Preprint (submitted and under peer-review for PLOS ONE Journal):
Analysis of Twitter Texts
The goal is to uncover the discourse and evolution behind certain hashtag social movements using NLP methods, machine learning algorithms, and language models. Twitter data was collected and processed using NLTK and several Python tools.
Performance Analysis on Question Answering
Collaborators: Sam Nguyen & Juanita Ordonez
The objective was to fine-tune and evaluate three language models named BERT, ALBERT, and LongFormer on question answering data set called DuoRC where it contains movie plots with narrative structures. Due to the complexity and length of narrative texts, these models are needed to not only answer the question but must also go beyond its capabilities to perform complex reasoning and reading comprehension to infer answers to questions.
Machine Learning Application on Opacity
Collaborators: Robert C. Blake & Ben C. Yee
The objective was to encode opacity - a material property on how much radiation can pass through it - into a neural network as a surrogate model against an existing atomic physics code.
Twitter Network Analysis of the California Camp Fire
Collaborators: Maia Powell & Matthew Mondares
The goal was to explore the spread of information generated by Twitter bots during the 2018 California Camp Fire disaster utilizing user-user and hashtag co-occurrence networks. Twitter bots are users who have automated repetitive and straightforward tweets. Most of them post, repost, or like other tweets to spread information faster than actual users for an unknown large-scale goal.

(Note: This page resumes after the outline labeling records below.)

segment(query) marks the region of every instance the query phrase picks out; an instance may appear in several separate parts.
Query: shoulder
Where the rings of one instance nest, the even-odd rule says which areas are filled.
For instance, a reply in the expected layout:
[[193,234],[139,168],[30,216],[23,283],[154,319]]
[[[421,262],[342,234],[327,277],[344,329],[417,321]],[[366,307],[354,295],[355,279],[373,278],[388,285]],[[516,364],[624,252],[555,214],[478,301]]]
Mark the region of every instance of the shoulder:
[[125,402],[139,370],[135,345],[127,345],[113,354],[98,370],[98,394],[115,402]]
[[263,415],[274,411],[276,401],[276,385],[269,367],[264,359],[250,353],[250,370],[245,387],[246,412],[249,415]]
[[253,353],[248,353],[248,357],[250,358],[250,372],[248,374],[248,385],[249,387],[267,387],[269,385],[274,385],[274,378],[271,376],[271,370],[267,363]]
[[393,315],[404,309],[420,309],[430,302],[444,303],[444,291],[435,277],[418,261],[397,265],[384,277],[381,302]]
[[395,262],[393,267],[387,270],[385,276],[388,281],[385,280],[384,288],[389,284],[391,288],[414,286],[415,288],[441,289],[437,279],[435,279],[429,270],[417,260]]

Predictive Modeling of Flood Susceptibility
Collaborators: Madeline Brown, Ritesh Sharma, & Umesh Krishnamurthy
This project was about modeling flood risk given multiple factors such as scale, demographics, risk perceptions, topology, soil moisture, and precipitation. The general goal was to develop a model for real-time predictions to alert and inform communities of flood risks.
Modeling Spider Predation
The goal of this study was to model the predation movements of the spider species Anelosimus Studiosus using stochastic differential equations.